Death at the Priory is the true story of a murder. In 1876, a London lawyer named Charles Bravo was poisoned to death in his suburban home, the Priory. Suspects abounded—the man’s wife, Florence; her ex-lover, Dr. James Gully; the housekeeper, Mrs. Cox; and the groom. But the case was never fully solved. In this book, James Ruddick offers a convincing solution to the mystery. The book is divided into two parts; the first covers the events of the murder and inquest, while in the second the author outlines his theory, narrowing the suspects down one by one.
This fewer-than-200-page book began in the late 1990s as a series of research papers, by an investigative journalist. As a result, the book is highly readable, with short, snappy chapters. But because the book is so brief, it really fails to even scratch the surface of what Victorian domestic life was really like. And the author makes a lot of generalizations about the Victorians (“theirs was a heavy drinking age”), without backing it up. In addition, he tries to force modern ideas upon Florence. The author assembled parts of the story through talking to descendants of the people that were involved; Ruddick actually seems offended by the fact that Gully’s descendant (an MP, by the way) wouldn’t talk to him.
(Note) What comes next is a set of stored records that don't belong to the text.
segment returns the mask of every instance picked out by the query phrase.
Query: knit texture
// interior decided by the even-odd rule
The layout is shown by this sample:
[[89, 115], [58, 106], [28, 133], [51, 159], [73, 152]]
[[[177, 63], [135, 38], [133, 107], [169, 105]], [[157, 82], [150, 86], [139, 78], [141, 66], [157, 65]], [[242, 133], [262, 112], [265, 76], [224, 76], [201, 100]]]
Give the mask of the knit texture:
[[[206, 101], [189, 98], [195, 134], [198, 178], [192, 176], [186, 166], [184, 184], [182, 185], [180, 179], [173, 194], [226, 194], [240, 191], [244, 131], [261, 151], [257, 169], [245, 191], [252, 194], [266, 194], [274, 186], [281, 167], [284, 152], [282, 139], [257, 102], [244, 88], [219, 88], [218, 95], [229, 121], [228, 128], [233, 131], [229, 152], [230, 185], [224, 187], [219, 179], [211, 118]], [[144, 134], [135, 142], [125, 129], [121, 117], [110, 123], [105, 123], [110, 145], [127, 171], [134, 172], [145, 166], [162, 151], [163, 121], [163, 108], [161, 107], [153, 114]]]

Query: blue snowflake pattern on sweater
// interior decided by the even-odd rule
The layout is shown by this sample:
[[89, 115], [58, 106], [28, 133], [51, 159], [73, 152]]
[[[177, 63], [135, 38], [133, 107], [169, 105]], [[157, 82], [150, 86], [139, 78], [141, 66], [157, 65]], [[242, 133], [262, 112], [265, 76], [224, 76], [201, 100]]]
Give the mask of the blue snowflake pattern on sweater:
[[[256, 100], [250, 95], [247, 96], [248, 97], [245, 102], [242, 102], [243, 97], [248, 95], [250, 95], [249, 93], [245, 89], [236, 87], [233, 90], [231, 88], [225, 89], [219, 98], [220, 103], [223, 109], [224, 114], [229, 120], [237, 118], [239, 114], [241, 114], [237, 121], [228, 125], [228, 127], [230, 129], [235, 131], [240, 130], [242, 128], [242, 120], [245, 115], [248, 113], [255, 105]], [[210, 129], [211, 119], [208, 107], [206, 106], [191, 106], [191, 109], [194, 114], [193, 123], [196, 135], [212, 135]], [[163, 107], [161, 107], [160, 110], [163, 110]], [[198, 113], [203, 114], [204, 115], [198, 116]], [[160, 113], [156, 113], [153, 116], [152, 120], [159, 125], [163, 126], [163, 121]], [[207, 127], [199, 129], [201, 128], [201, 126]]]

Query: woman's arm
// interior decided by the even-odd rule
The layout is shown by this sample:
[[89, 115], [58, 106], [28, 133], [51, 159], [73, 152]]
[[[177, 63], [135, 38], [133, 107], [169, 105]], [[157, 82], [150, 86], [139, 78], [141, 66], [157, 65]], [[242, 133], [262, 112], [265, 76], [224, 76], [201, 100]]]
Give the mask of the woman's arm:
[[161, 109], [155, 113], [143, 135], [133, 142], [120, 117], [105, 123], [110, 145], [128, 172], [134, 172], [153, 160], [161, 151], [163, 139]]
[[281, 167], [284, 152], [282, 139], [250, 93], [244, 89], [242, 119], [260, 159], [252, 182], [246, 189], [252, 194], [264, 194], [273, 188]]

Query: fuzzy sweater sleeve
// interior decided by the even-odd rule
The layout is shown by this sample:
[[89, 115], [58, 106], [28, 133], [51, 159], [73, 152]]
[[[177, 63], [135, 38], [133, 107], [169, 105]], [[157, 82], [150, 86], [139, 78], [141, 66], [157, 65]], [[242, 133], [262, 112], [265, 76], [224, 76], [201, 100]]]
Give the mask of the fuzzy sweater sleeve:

Lots of people are forthcoming with their family’s history, but a lot of people, especially those in the public eye, would rather leave the past in the past.
But this is not by any stretch of the imagination a scholarly work, and the author does an admirable job of telling the Bravo story. I do think he backed up his theory remarkably well—and I have to say that after reading this book, I’m convinced by it. It’s amazing that nobody in 1876, given the paucity of suspects, actually figured out what happened.